15.09.2005 · Erbitterter Streit über die "Sparliste" aus dem Finanzministerium
mas. BERLIN, 15. September. Der Wahlkampfstreit über die vorbereitenden Arbeiten im Bundesfinanzministerium an einem Sparpaket hat an Schärfe zugenommen. SPD und Opposition warfen sich gegenseitig vor, zu lügen und zu täuschen. Politiker von CDU, CSU und FDP forderten Finanzminister Eichel (SPD) auf, die Liste mit Streichpositionen noch vor der Wahl zu veröffentlichen. Eichels Sprecher sprach am Donnerstag von "Wahlkampfgetöse", das immer schriller werde. Gegen ihre Verleumdungen stünden die Erklärungen der politisch neutralen Beamten seines Hauses. Dies hatte am Vortag erklärt, die Sparvorschläge seien ohne Auftrag und Kenntnis Eichels und der Leitung des Hauses erarbeitet worden. Der SPD-Vorsitzende Müntefering attackierte die Opposition mit den Worten: "Was hier stattfindet, ist eine ganz gezielte Täuschung der Wähler".

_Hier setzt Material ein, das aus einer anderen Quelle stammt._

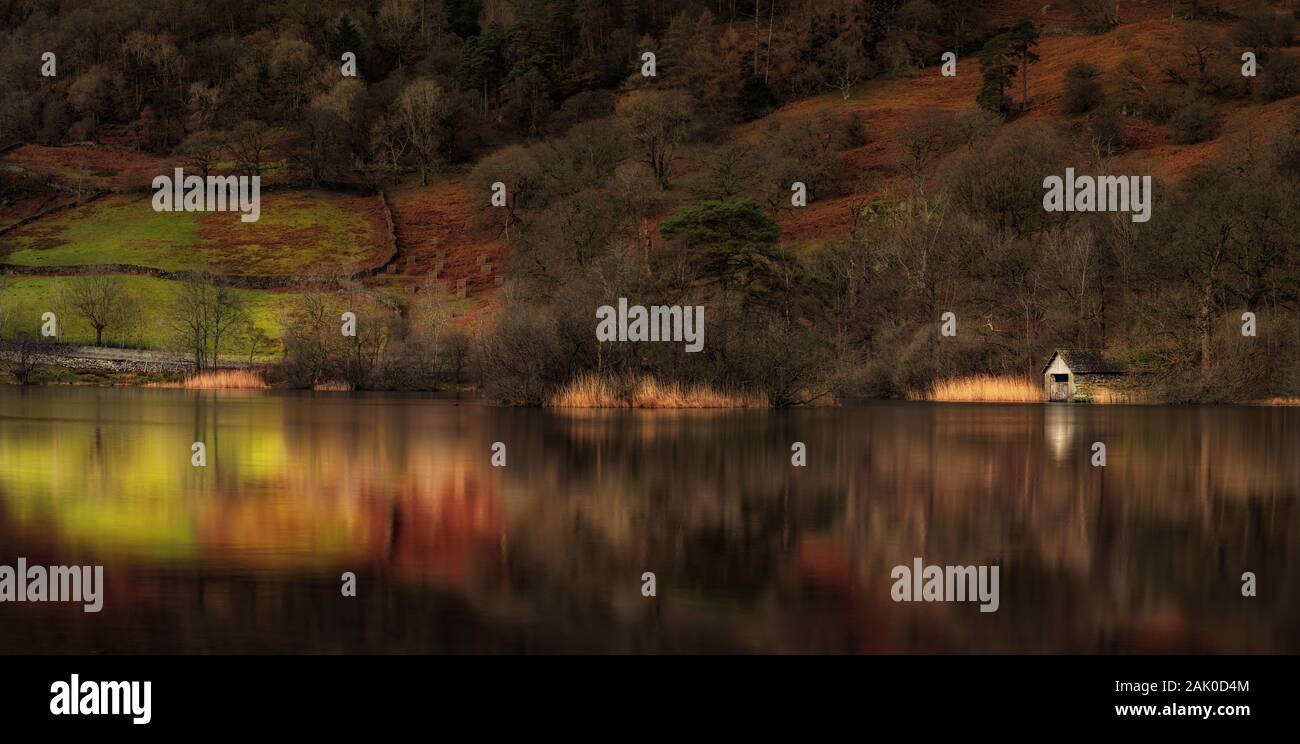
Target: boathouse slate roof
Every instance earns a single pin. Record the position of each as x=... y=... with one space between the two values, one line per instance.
x=1084 y=362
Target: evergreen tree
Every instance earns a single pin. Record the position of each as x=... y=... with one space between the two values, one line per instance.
x=1021 y=42
x=996 y=73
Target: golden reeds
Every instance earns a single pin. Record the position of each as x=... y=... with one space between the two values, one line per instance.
x=983 y=389
x=646 y=392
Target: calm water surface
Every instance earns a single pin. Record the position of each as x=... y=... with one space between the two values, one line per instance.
x=546 y=554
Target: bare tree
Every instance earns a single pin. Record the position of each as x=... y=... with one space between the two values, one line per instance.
x=420 y=111
x=250 y=145
x=103 y=301
x=659 y=122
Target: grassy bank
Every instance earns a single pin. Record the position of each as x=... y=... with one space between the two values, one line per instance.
x=982 y=389
x=645 y=392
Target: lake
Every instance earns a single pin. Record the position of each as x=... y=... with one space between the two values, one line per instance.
x=546 y=554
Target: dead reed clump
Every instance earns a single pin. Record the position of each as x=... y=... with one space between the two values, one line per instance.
x=646 y=392
x=982 y=389
x=225 y=380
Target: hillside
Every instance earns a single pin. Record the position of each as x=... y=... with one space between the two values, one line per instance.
x=378 y=189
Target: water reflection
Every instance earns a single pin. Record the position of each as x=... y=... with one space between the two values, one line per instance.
x=546 y=554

Stoiber hielt dem entgegen, "Schröder und Eichel bereiteten einen "dreisten Wahlbetrug" vor. Das vergangene Mal habe dieser zum Lügenausschuß im Bundestag geführt. Die Bürger hätten Anspruch darauf, vor der Wahl zu erfahren, was eine Regierung nach der Wahl macht und welche konkreten Pläne sie dafür bereits in der Schublade hat. CSU-Landesgruppenchef Glos sagte: "Haushaltslügen sind Markenzeichen der Regierung Schröder."
CDU-Generalsekretär Kauder sagte, die SPD plane den sozialen Kahlschlag bei Rentnern, Arbeitslosen und Kranken. Der FDP-Finanzpolitiker Solms sagte: Eichel will wieder mit Lügen an die Macht." Wie schon im Jahr 2002 werde von Eichel vor der Wahl dementiert, was nach der Wahl kommen solle und offenbar schon beschlußreif vorliege. Er warf Eichel und Bundeskanzler Schröder (SPD) vor, sich hinter gewundenen Erklärungen von Fachbeamten zu verstecken. "Tricksen, täuschen, lügen, zumal bei den Staatsfinanzen, sind denkbar schlechte Wahlhelfer", sagte er.
In den vergangenen Tagen war bekanntgeworden, daß im Bundesfinanzministerium an einem neuen Konsolidierungspaket gearbeitet wird. So hat das Generalreferat Haushalt den für die verschiedenen Ministerien zuständigen Fachbeamten vorgegeben, in ihrem Beritt nach Einsparmöglichkeiten zu fahnden. Die Liste sieht vom Jahr 2006 an jährliche Ausgabenkürzungen von 30 Milliarden Euro vor. Die größten Einsparungen sind in der Aufstellung für den Bereich Gesundheit und Soziales mit knapp zwölf Milliarden Euro im Jahr und im Bereich Arbeit mit rund vier Milliarden Euro vorgesehen. Dies spiegelt ihre Bedeutung im Bundeshaushalt.
Eichel, der sich von dieser Liste distanziert hat, hatte Anfang dieses Monats angekündigt, im Falle eines Wahlsiegs der SPD ein neues Sparpaket vorlegen zu wollen. "Meine Vorschläge liegen auf dem Tisch", sagte er seinerzeit. Dazu gehöre seine Absicht, vom nächsten Jahr an die soziale und kulturelle Komponente beim ermäßigten Mehrwertsteuersatz wieder in den Vordergrund zu stellen. Dort müsse alles herausgenommen werden, was durch Lobbyarbeit hineingekommen sei. Das bringe schon "einen ganzen Batzen Geld".